The Architecture of Overlap: Designing a Two-Stage Proving Pipeline for Filecoin PoRep
Introduction
In the evolution of a high-performance SNARK proving daemon for Filecoin, few decisions carry as much architectural weight as the moment when the assistant stops and thinks carefully about how to restructure the core execution model. Message 618 of this opencode session captures exactly such a moment: the assistant, having just committed a batch-mode pipeline rewrite for all four Filecoin proof types (PoRep C2, WinningPoSt, WindowPoSt, SnapDeals), pauses to design the next critical piece — true asynchronous overlap between CPU-bound circuit synthesis and GPU-bound proof generation.
This message is not merely an edit to a Rust source file. It is a window into the reasoning process behind a fundamental architectural shift: moving from a sequential per-worker model where each GPU worker independently synthesized and proved proofs one at a time, to a two-stage pipeline where a dedicated synthesis task continuously feeds synthesized jobs into a bounded channel that GPU workers consume from. The message reveals how the assistant navigates constraints around CPU core utilization, GPU isolation, memory pressure, and multi-GPU topology to arrive at a clean, composable design.
The Immediate Context
To understand message 618, we must first understand where the project stands. The cuzk proving daemon has been built in phases. Phase 0 established the scaffold with observability and batch benchmarking. Phase 1 implemented all four Filecoin proof types with multi-GPU worker pools and priority scheduling. Phase 2 began with a fork of the bellperson library to expose separate synthesis and GPU proving APIs, followed by a batch-mode pipeline rewrite that synthesized all ten PoRep partitions in a single rayon-parallel call.

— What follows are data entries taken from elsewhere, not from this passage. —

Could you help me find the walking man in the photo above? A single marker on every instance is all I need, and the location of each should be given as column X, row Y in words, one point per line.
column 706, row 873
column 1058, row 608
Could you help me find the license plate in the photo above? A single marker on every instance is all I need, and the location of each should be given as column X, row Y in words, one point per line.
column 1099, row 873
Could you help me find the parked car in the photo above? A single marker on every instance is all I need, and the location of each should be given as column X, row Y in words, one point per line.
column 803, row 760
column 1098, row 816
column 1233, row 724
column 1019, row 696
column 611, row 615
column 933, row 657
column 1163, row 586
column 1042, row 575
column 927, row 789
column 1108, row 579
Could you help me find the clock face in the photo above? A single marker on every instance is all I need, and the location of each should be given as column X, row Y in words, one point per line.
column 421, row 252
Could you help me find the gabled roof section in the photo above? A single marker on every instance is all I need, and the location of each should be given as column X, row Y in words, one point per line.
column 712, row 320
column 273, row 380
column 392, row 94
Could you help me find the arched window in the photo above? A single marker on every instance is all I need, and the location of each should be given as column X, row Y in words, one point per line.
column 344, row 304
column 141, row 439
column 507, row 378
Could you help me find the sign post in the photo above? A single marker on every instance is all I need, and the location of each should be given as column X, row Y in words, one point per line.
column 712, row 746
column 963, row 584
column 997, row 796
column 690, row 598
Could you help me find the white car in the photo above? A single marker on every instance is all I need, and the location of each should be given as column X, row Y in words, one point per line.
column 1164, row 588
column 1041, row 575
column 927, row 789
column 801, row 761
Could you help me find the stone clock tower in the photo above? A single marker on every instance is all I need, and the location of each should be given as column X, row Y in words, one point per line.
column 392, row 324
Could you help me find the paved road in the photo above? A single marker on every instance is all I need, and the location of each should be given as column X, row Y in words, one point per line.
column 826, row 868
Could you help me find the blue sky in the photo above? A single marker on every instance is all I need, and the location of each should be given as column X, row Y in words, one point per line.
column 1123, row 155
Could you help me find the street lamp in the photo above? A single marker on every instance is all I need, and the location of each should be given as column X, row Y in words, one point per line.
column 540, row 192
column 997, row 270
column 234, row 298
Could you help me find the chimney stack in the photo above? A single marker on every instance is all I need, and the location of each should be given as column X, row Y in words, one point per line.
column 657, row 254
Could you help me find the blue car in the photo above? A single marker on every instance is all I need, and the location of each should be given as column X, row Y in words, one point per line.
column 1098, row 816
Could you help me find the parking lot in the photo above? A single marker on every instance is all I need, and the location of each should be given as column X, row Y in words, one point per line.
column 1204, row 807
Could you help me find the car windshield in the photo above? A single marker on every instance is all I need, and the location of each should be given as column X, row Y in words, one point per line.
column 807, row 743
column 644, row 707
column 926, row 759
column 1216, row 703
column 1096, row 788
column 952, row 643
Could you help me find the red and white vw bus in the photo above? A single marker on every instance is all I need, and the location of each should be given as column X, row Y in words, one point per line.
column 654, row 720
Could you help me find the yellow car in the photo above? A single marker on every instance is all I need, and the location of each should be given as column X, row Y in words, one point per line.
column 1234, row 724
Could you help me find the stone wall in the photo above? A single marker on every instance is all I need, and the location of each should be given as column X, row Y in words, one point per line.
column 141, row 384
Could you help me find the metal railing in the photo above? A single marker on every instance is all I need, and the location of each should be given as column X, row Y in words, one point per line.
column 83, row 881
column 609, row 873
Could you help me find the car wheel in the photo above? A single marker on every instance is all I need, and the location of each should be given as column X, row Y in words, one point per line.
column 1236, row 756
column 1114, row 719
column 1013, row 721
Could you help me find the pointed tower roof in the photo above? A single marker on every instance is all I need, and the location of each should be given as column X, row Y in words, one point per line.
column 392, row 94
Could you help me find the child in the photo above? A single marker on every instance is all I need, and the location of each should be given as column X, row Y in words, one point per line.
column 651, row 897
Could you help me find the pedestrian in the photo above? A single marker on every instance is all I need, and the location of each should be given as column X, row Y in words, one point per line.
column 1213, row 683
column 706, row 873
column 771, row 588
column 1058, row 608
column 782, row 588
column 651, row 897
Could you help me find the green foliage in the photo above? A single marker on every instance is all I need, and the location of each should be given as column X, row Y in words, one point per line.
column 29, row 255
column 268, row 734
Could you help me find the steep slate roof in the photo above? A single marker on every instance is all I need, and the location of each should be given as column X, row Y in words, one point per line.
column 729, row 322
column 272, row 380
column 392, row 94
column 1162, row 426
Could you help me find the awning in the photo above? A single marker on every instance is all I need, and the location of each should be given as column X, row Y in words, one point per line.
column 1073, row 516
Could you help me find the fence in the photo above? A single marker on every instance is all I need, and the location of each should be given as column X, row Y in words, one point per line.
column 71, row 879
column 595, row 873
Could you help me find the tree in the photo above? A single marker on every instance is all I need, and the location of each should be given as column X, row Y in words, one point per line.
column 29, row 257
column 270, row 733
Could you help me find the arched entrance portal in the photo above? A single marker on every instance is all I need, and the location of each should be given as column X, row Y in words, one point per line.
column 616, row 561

At the moment of message 618, the assistant has just committed that batch-mode pipeline rewrite (message 612, commit 698c32b3). The git log shows three Phase 2 commits: the bellperson fork, the pipelined synthesis/GPU prover for PoRep C2, and now the batch pipeline for all proof types. All 15 unit tests pass. The code compiles cleanly. But the architecture is still fundamentally sequential: each GPU worker pulls a request, loads SRS parameters, synthesizes the circuit, runs the GPU proof, and completes the job — all in serial.
The next step, clearly articulated in the assistant's own todo list, is to "implement true async overlap in engine.rs (synthesis task + bounded channel + GPU workers)." This is the message we are analyzing.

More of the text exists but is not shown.